Quels sont les principaux freins à la mise en place de technologies CSC à grande échelle en Europe ?

Ces freins sont multiples. Au-delà des discussions techniques sur les méthodes de captage ou de stockage, de très nombreuses questions économiques doivent faire l’objet d’un examen. Tout d’abord, il convient de bien comprendre la nature des choix auxquels sont confrontés les émetteurs de CO2. Pour un opérateur industriel, la décision d’installer un équipement de captage de CO2 sur un site industriel est un choix irréversible qui peut engendrer des surcoûts. Cette décision peut être analysée comme une la possibilité d’exercer une option qui sera ou non activée en fonction de l’évolution future des prix du carbone et des coûts de la technologie. Ces évolutions étant incertaines, attendre peut être un choix rationnel. Pour dépasser cet attentisme, des politiques incitatives peuvent être mises en place (par exemple une combinaison d’incitants fiscaux et d’obligations réglementaires). Leur architecture et leur calibration requiert de la minutie. En effet, ces politiques doivent prendre en compte : l’existence d’interactions stratégiques entre acteurs (par exemple via la courbe d’apprentissage) ; la situation propre à chaque secteur industriel (un traitement identique peut-il être appliqué à une industrie essentiellement locale comme le ciment et à des industries soumises à une forte concurrence internationale comme l’acier, l’industrie chimique ou le raffinage pétrolier ?). Au niveau du transport, l’une des gageures réside dans la construction d’une infrastructure de grande taille. Pour que cette construction puisse être décidée, il faut absolument que les conditions d’une coopération entre les émetteurs soient vérifiées. Or cette coopération n’est pas simple à organiser. Des travaux récents ont par exemple montré que la volonté d’imposer une tarification non-discriminante aux utilisateurs de l’infrastructure pouvait compromettre l’existence d’une l’infrastructure.
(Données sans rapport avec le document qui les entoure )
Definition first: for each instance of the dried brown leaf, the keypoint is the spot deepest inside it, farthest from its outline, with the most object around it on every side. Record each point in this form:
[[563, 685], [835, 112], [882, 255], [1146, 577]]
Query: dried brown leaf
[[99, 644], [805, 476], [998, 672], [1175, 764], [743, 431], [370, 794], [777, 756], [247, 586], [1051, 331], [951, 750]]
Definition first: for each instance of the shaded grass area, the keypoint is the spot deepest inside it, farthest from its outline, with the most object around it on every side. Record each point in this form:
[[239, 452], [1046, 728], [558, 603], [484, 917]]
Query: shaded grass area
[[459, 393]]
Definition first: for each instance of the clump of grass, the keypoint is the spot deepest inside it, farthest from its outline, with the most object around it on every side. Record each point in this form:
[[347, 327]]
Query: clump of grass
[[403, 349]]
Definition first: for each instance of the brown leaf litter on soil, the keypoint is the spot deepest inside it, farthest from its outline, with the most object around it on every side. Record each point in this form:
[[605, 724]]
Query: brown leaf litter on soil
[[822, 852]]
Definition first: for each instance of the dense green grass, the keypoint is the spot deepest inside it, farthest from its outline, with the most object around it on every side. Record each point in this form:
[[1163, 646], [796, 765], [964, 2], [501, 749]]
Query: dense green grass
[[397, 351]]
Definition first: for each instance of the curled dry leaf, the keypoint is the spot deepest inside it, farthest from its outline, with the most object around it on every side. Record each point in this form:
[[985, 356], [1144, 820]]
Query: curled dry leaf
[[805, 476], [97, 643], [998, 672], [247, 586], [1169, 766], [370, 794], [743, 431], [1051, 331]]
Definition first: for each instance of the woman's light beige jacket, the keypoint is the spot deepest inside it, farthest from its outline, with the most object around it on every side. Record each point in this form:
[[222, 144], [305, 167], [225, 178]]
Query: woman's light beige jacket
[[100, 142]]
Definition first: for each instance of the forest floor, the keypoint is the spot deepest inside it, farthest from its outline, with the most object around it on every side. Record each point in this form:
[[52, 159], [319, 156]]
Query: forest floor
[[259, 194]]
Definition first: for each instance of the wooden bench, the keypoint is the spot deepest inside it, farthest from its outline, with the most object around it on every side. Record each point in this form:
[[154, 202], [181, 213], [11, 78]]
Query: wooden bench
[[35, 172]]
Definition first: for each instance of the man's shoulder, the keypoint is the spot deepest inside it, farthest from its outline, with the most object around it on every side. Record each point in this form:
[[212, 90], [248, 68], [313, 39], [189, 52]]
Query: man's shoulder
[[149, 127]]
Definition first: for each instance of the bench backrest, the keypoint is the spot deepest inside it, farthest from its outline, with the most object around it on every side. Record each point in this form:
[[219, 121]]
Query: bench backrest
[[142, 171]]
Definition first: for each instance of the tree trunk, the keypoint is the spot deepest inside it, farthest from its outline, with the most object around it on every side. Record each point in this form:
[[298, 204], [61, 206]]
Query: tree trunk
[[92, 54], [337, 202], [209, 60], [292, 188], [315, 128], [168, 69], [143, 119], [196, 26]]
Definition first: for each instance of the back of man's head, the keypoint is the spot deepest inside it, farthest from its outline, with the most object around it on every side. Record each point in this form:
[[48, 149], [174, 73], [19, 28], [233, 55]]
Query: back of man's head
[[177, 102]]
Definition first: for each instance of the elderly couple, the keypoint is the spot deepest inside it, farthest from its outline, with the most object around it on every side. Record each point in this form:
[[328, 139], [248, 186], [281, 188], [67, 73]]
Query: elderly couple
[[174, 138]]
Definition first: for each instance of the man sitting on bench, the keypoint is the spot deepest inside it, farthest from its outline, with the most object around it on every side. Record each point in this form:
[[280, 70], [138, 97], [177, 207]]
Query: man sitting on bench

Enfin, au niveau du stockage (et plus particulièrement lorsque celui-ci s’effectue à terre), la question de l’acceptabilité des sites de stockage par les populations reste posée.

Que vous apporte votre implication en tant que chercheur associé à la Chaire ?

J’ai suivi avec attention, intérêt et aussi admiration la genèse et l’essor de la Chaire Economie du Climat. Au cours de ces années, cette initiative a démontré une remarquable capacité à engendrer des travaux d’une grande qualité scientifique tout en ayant toujours pour boussole l’impératif de contribuer utilement aux débats économiques contemporains sur les sujets climatiques. Ce double souci est assez rare. Pour un chercheur associé, la Chaire présente trois caractéristiques essentielles.Tout d’abord, la Chaire est une passerelle entre plusieurs mondes : entreprises, centres de recherche,  institutions publiques, universités, grandes écoles. En permettant la confrontation utile des points de vue, elle aide les chercheurs à détecter les sujets importants et d’actualité. En sens inverse, elle permet une dissémination élargie des travaux en dehors du strict cénacle académique. Ensuite, la Chaire est une ruche : elle rassemble des personnes remarquables, les fédère autour d’objectifs de recherche communs et les incite à mettre en commun leurs savoirs et compétences. Mes interactions avec les membres de la Chaire m’ont montré que cette structure permet le jaillissement d’idées nouvelles qui seraient restées insoupçonnées sans ces interactions. Elle nous offre en cela un bel exemple de super-additivité où le tout devient supérieur à la somme des individus.

Pour conclure, la Chaire est un incubateur : elle permet aux idées de mûrir et de se transformer en projets concrets et financés (de nouveaux stages et/ou des projets de thèse) qui facilitent l’éclosion d’un nouvelle génération de jeune chercheurs.